In the morning we drove around the park and it was wall-to-wall animals but no lions, although they were around as they’d been spotted the day before. We were bailed up by a cranky, adolescent, elephant who would not let us pass and later had an altercation with another elephant.

On the way back we had our fifth flat tyre, AUS$2.30 to repair.

30th December 2013  We’re on the Highway To Hell. The road to Dar es Salaam was even worse than the previous day by a degree of ten. We were nearly run off the road by a bus. These people are madmen. I believe the bus drivers have to undergo a psychological test here to get their licence and if they are proven to be a psychopath, well, they get the job.

I was pulled over for yet another speeding fine, this time dodgy, and was able to talk my way out of it, Judy put in her ten cents worth in, as well. Good teamwork.

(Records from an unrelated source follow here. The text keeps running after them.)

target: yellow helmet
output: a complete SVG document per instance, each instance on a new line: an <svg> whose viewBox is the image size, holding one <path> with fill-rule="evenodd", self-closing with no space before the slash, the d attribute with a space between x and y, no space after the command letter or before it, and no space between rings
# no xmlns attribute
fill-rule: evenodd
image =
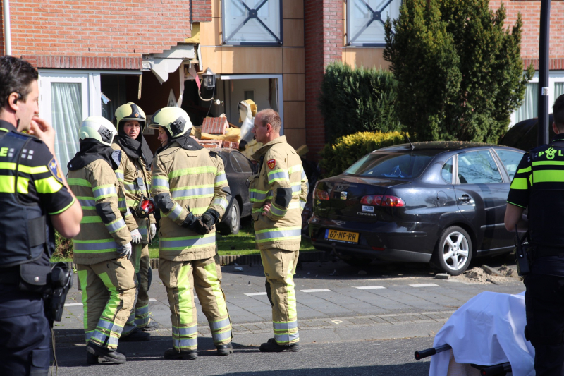
<svg viewBox="0 0 564 376"><path fill-rule="evenodd" d="M186 111L180 107L164 107L155 112L149 122L149 128L163 127L168 137L176 138L192 129L192 121Z"/></svg>
<svg viewBox="0 0 564 376"><path fill-rule="evenodd" d="M139 125L141 126L140 133L143 133L143 128L145 127L147 121L145 113L141 109L141 107L133 102L122 104L116 109L114 122L118 131L123 126L123 123L128 121L139 121Z"/></svg>
<svg viewBox="0 0 564 376"><path fill-rule="evenodd" d="M111 146L114 138L118 134L114 124L104 116L88 116L78 128L80 142L97 141Z"/></svg>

Got into Dar and it was one form of madness transformed into another. Unbelievable chaos. Three hours to get through the city, just like Sydney and then crossing the harbour by jampacked punt to lead us to our camping area on the southern shore at Mikadi Beach Camp. This could be Tahiti or Nirvana, one of those two, I have been to Tahiti, working on the other. Tropical sand, palm trees, 33 degrees, unimaginable colour of the sea, turquoise to try to put a label on it.

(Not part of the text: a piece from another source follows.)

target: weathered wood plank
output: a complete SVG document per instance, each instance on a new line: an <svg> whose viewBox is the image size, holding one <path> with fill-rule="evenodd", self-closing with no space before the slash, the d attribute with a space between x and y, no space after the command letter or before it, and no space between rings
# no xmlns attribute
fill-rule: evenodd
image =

31st December 2013 New Years Eve. Booked the car in for a service and got a sim card which took all day and had my sixth flat tyre on the way back. I am really going to have to do something about these Xxxxxx tyres as probably the hardest part of the trip is upon us, not to mention Mongolia, and what I am going to do is replace them with B.F.Goodrich All Terrains.

So in about 10,000k I have had six flats and two ruined tyres, one shredded and one with wall deformities and splits. Two tyres were brand new at the start of this trip and four had done 13000k.( see more details in “Travel Notes”)

In the night the camping area here had a New Years Eve Party, and we got to meet some of our fellow travellers.

This campsite is patrolled by Massai tribesmen complete with traditional togas, spears and swords. They answer to Hey Massai, are courteous but silent and don’t pry. They keep to themselves.